Once upon a time at an IMYTA contest in Montreal, Brian Shima did a wallride on the side of a stadium that is still revered. Latimer’s roof gap in Brain_Fear_Gone wasn’t even landed in that video and it was still a big deal in blading. And don’t forget the memorable demonstration of what’s possible when you tow an Eric Perkett into a double set. When Aaron “Jaws” Homoki eventually rolled away from an ollie down the famous 25 set in Lyon, France three years ago it was a monumental achievement with a lot of buildup, but even that backstory doesn’t compare to the rich history leading up to what we just witnessed, nor did the window of opportunity for success. Heck, at our El Toro building site wooden framework for the top five stairs was already in place when our full face-helmeted matador showed up; the window was almost shut.

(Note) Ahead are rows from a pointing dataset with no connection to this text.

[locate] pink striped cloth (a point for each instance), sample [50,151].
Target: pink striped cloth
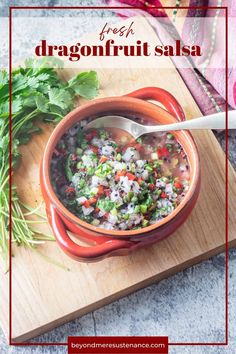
[208,87]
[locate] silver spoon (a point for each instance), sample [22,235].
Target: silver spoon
[213,121]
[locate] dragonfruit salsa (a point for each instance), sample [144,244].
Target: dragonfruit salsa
[117,183]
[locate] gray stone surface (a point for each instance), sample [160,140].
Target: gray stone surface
[188,307]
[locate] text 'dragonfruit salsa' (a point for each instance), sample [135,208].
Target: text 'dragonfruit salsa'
[113,182]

Dylan Stark used to ride mountain bikes before becoming known for his BMX abilities. He was one of the ones to grind up the rail – he tail whipped out. Last year on a mountain bike he did a crank slide down the rail as part of an MTB street part he put out. Even on that day the roof drop went through his mind but he knew he needed dirt, and the idea of one day bringing some seemed too much of a task. Then suddenly one day he discovered the table was already set for him. So he arranged to meet his friends at the spot, got kicked out, came back, climbed a tree, hoisted up his bike and took The Bull by the horns first try. Possibly the most fun fact is that he is a former student at the high school. The full clip he posted on YouTube is like watching a jewel heist at the world’s most famous museum, where our thief made off with one of biggest diamonds ever seen when the rock was to be on display for one day only. Not to say that this place was a fortress, but in street riding what just played out was a tale greater than we could’ve imagined.

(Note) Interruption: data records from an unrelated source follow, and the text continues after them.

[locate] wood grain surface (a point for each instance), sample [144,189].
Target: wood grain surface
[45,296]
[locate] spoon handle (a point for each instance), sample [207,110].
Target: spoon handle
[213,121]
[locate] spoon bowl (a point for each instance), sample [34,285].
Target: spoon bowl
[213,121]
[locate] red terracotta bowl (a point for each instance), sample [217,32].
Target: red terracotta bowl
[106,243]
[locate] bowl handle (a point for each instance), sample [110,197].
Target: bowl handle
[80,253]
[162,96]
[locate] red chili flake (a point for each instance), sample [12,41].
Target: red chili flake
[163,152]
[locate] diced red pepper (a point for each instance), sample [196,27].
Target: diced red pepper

And now the story is over. Chained gates to obstruct the takeoff of the new El Toro 20, and the scene joins the list of spots what were once the stuff of legend but will no longer host such acts of heroism. Traditionally once a spot has an established history, aspiring warriors will journey from far and wide to attempt to carve their name into the history books. Back when Ian Brown came to Southern California he was tipped to be the one who would finally remove the sword from the Leap Of Faith stone, but alas he fell in a manner that left us still wondering if it could be conquered, and when the landing was replaced by an elevator shaft we grieved a little that the saga ended without a victor.

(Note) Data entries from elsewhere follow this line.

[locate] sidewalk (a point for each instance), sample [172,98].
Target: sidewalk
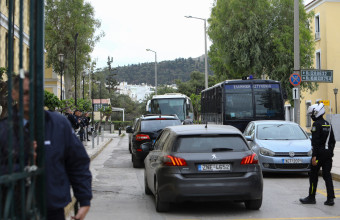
[336,162]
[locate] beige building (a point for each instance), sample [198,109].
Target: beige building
[325,27]
[4,22]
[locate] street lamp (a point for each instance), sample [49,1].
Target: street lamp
[75,69]
[205,48]
[155,69]
[335,90]
[61,62]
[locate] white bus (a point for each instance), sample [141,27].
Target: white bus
[171,103]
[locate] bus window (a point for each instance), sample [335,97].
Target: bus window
[238,102]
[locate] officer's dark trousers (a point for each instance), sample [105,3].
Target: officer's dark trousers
[326,163]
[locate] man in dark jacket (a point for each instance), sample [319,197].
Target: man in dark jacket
[323,143]
[67,163]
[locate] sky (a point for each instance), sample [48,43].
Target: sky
[132,26]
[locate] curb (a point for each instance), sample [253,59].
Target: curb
[70,207]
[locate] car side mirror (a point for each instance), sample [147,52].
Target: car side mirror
[249,138]
[129,129]
[147,146]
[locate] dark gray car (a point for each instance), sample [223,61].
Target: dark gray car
[202,163]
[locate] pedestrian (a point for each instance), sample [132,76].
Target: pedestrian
[81,123]
[66,161]
[323,143]
[72,118]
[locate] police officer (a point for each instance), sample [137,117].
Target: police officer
[323,143]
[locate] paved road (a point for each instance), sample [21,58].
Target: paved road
[119,194]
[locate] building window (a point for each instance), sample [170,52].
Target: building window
[318,59]
[317,27]
[308,118]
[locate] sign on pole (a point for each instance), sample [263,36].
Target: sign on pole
[314,75]
[296,93]
[325,102]
[295,79]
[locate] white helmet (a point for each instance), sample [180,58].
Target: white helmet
[317,110]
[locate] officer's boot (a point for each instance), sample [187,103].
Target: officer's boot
[329,201]
[308,200]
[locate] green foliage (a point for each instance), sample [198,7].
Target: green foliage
[167,71]
[84,105]
[63,20]
[255,37]
[51,101]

The narrative of El Toro had many victors from far and wide, and just as we became saddened that there were no more chapters, there was an amazing twist on the final page, and the book closed in a cloud of dust and cheering for the hometown hero with a fairytale ending that nobody saw coming, before it joined other concrete utilities such as Love Park in Philadelphia and the round ledges of Bercy Arena in Paris that once marked such triumph and were the subject of fantasy for so many, for so long, before being redeveloped. The Brooklyn Banks are still there – the place is heritage listed, it’s just on hold right now due to construction in the area.
God forbid they ever tear down the Forum ledges, there’ll be pilgrimages to Barcelona of people in mourning!